Like what happened to Gilbert once during the year, the Steelers’ left tackle got out-leveraged by the DL on a stunt. Beachum does a nice job of getting his eyes inside once he sees the OLB twist inward. But he lacks the strength to absorb the punch, again blown back with his leg flying up, and gives up the sack.
That came against a 284 pound – albeit a “listed weight” – player, too. Not a 320 pound behemoth. You’d like to see your tackle have some better core strength there, admittedly one of Beachum’s issues.

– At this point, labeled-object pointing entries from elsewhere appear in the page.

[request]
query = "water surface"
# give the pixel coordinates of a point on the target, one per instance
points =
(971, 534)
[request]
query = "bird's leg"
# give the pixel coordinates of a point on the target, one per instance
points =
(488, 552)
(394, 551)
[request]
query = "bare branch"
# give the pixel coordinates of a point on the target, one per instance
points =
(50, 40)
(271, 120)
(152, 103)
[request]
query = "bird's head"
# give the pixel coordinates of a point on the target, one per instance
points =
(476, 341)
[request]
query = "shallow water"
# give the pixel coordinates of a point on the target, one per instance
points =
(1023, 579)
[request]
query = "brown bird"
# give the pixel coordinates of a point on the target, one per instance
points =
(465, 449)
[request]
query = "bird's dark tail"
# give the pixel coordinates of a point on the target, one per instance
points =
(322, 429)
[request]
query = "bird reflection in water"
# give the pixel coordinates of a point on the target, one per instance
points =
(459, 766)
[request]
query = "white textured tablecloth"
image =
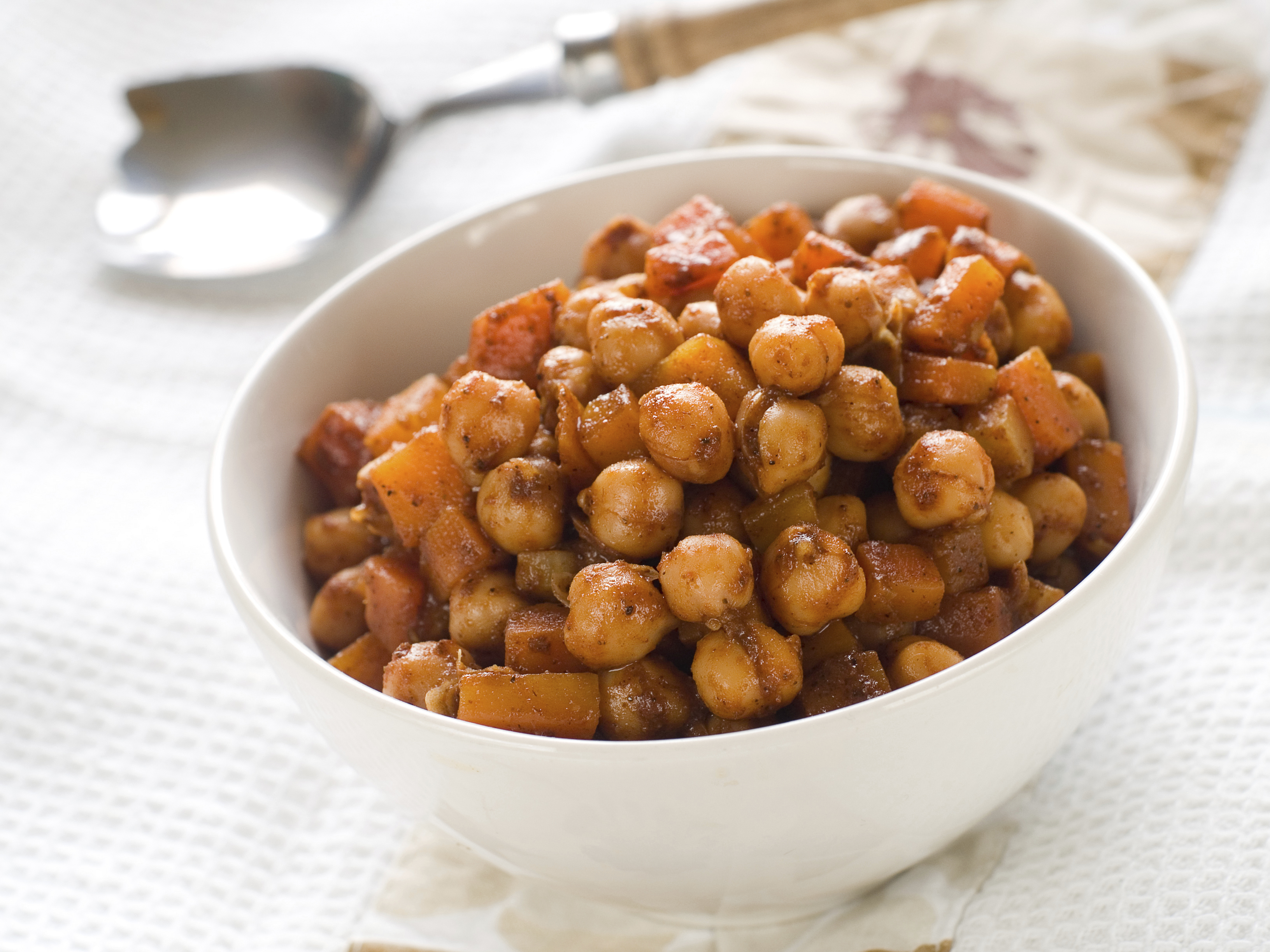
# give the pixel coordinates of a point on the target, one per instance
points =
(157, 789)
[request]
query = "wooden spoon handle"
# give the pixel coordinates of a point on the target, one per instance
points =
(676, 44)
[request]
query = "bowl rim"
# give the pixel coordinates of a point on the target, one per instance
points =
(1172, 481)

His final sack comes in Week 16 against the Kansas City Chiefs. Again, a little fluky, It’s against the dominant Justin Houston, who is able to counter after an initial bull rush and Beachum is just unable to mirror. Pressure allowed by Ramon Foster doesn’t help Beachum either and I wrote it was a difficult decision whether to give the blame to the tackle or the guard.
I would’ve liked to see Beachum give up less ground here but on playaction with a deeper drop, you’re generally able to give up more than say, on a three step drop.

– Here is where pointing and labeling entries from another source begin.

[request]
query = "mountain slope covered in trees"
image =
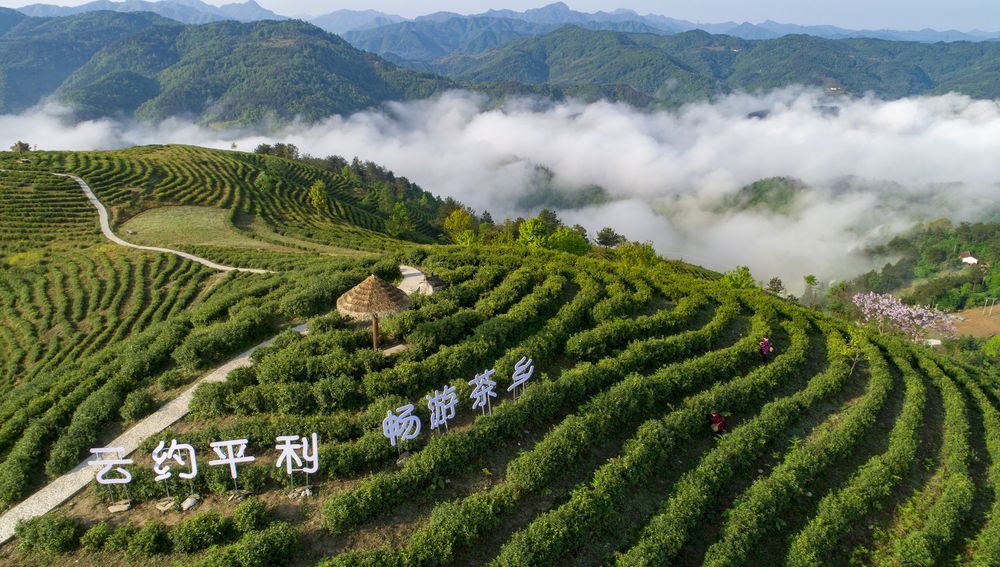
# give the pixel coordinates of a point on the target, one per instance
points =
(843, 445)
(695, 64)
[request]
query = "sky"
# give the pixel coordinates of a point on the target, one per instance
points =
(963, 15)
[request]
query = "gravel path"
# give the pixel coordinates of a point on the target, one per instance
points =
(413, 279)
(64, 487)
(61, 489)
(102, 212)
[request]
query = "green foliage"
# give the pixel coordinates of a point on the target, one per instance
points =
(739, 278)
(275, 545)
(317, 195)
(566, 240)
(49, 533)
(201, 531)
(637, 253)
(607, 237)
(94, 538)
(151, 539)
(250, 515)
(137, 405)
(533, 233)
(459, 225)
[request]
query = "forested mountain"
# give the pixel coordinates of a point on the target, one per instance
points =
(693, 65)
(662, 417)
(340, 21)
(390, 40)
(432, 38)
(144, 66)
(220, 72)
(37, 54)
(185, 11)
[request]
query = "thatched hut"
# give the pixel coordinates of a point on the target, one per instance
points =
(371, 299)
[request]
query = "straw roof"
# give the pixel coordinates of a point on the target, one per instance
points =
(372, 296)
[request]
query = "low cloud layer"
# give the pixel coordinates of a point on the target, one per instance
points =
(871, 167)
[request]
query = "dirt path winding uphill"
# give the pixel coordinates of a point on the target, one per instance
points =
(102, 212)
(64, 487)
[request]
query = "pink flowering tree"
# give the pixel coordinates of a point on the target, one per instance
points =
(887, 313)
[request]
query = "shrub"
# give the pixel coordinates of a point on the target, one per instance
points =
(120, 538)
(333, 391)
(95, 537)
(200, 531)
(49, 533)
(250, 515)
(275, 545)
(211, 399)
(328, 322)
(137, 405)
(171, 379)
(149, 540)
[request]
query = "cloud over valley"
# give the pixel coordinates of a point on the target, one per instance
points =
(863, 169)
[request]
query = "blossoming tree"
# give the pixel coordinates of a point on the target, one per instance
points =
(887, 312)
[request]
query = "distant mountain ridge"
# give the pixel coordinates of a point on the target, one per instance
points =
(144, 66)
(141, 65)
(184, 11)
(555, 14)
(695, 65)
(447, 33)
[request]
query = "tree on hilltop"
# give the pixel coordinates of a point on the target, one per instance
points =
(775, 286)
(739, 278)
(607, 237)
(20, 147)
(317, 194)
(461, 227)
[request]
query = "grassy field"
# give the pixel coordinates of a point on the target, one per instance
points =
(180, 226)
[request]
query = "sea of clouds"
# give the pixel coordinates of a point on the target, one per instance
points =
(872, 168)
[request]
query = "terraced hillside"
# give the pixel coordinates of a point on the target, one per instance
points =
(847, 447)
(86, 326)
(270, 189)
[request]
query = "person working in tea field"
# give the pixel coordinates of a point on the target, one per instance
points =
(717, 422)
(765, 349)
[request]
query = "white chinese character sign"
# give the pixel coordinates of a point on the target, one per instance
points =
(176, 453)
(116, 459)
(107, 463)
(292, 453)
(442, 406)
(230, 456)
(401, 425)
(483, 391)
(522, 371)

Following his roughest outing in Week Four, Beachum allowed just 2.5 sacks the rest of the season. One of them being an unlucky break against the inhuman Watt and another coming against the league leader in sacks. In essence, Beachum only allowed one sack that was squarely on him. Dazzling figure for any left tackle.
Two of his sacks were related to T/E stunts. I want to see him get a little better at picking up the looper. He lost both ways – to power and speed – on those twists.
Outside of that, the only other area he could improve in is keeping his lower half moving on contact. Pumping his legs while absorbing a punch; there’s a slight tendency for his feet to go dead on contact.
When we put all of the sacks on tape, there aren’t many ugly plays. A “good” sack reel, if there was such a thing. And hopefully creates additional perspective on why he should universally be though of as the team’s left tackle of the future.
Of course, that high praise comes with an equally high contract.